Stader Labs, a Bengaluru-based company that develops software for cryptocurrency trading and analysis, was one of the many crypto firms caught up in the Terra (LUNA) and UST crises.

Stader has created a profitable business by providing a platform for staking, in which token holders allow their tokens to be used to help verify transactions on a blockchain in exchange for a return on their investment. Almost all of that revenue came before the fall of Luna, which, like TerraUSD, ran on the Terra blockchain and hit an all-time high in early April.

When TerraUSD (UST) fell from its 1-to-1 peg to the US dollar this month, it dragged Luna down, affecting Stader’s company. According to data from industry analyst DeFi Llama, the total value bound on its protocol has plummeted to $50 million from around $750 million immediately before the incident.
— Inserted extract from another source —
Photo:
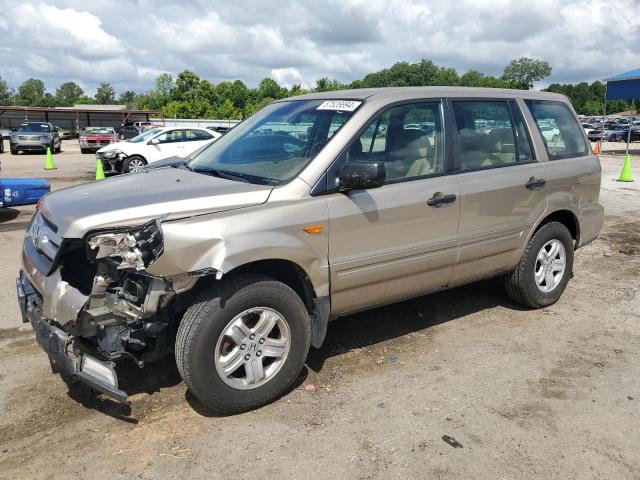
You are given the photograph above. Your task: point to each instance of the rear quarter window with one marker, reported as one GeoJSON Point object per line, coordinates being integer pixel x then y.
{"type": "Point", "coordinates": [561, 133]}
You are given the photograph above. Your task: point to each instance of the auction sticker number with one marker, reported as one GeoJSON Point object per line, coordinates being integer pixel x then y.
{"type": "Point", "coordinates": [344, 105]}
Amitej Gajjala, CEO of Stader, said the drop in value forced the company to temporarily shut down its staking operations and lay off staff. “It was a big shock for us,” Gajjala said in an interview. The CEO added that the company is now trying to pivot by focusing on other assets, including those pegged to the euro and Japanese yen.
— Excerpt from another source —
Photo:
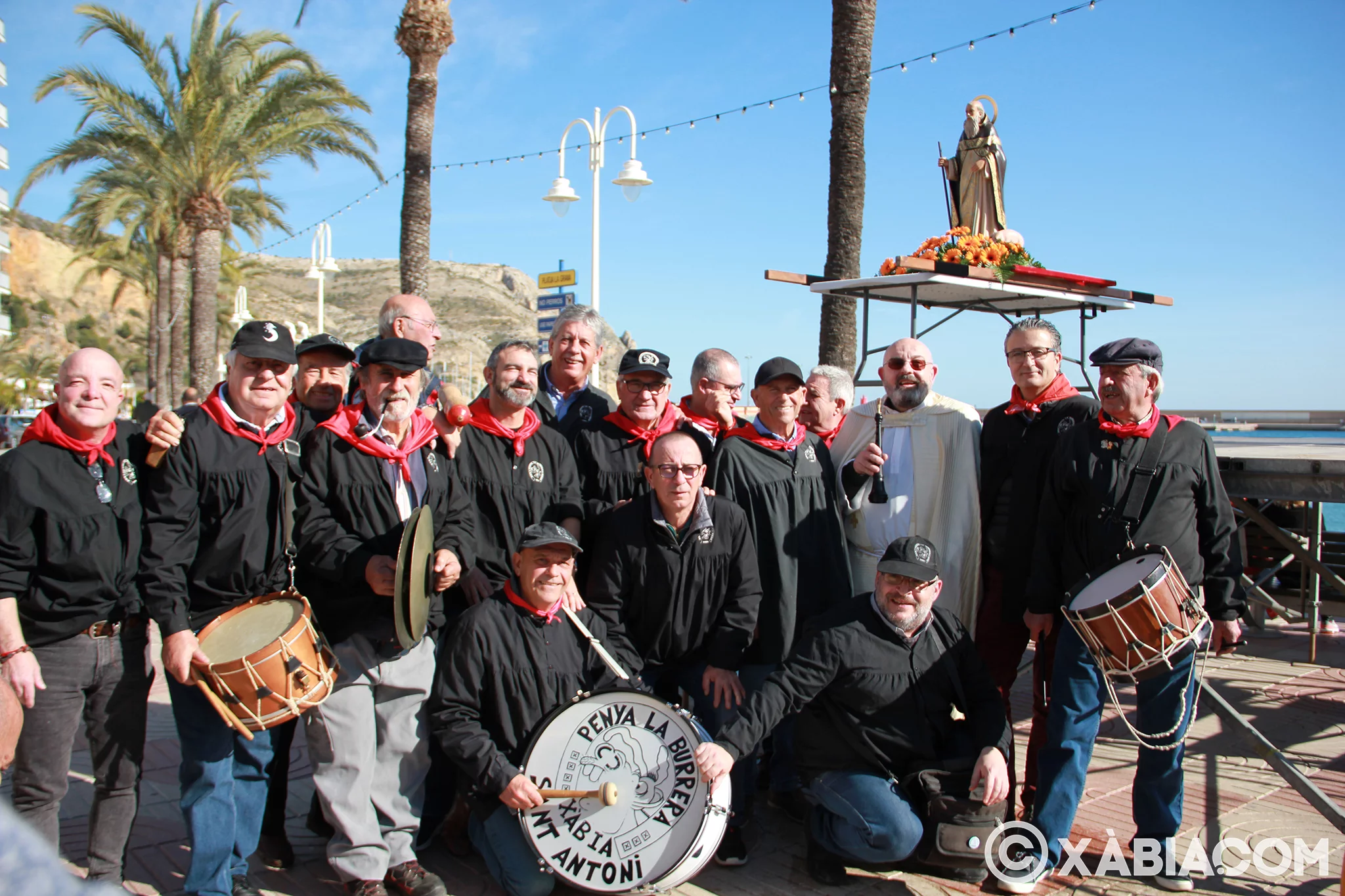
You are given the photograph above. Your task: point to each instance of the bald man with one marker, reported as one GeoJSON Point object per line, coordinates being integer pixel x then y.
{"type": "Point", "coordinates": [73, 637]}
{"type": "Point", "coordinates": [930, 463]}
Gajjala’s experience demonstrates the dangers that exist in the decentralized-finance realm, where crypto holders borrow, lend, and stake coins without the use of intermediaries, such as banks. Luna’s price has gone close to zero as a result of its UST connection, making staking on platforms like Stader obsolete.

The collapse of LUNA and UST has reduced the aggregate market value of the cryptocurrency industry by $830 billion. Non-fungible tokens (NFTs), decentralized finance (DeFi) platforms, and web3 applications have all lost value as well. Several prominent firms are now accounting for crypto assets on their balance sheets. As a consequence, the worth of cryptocurrencies has dropped.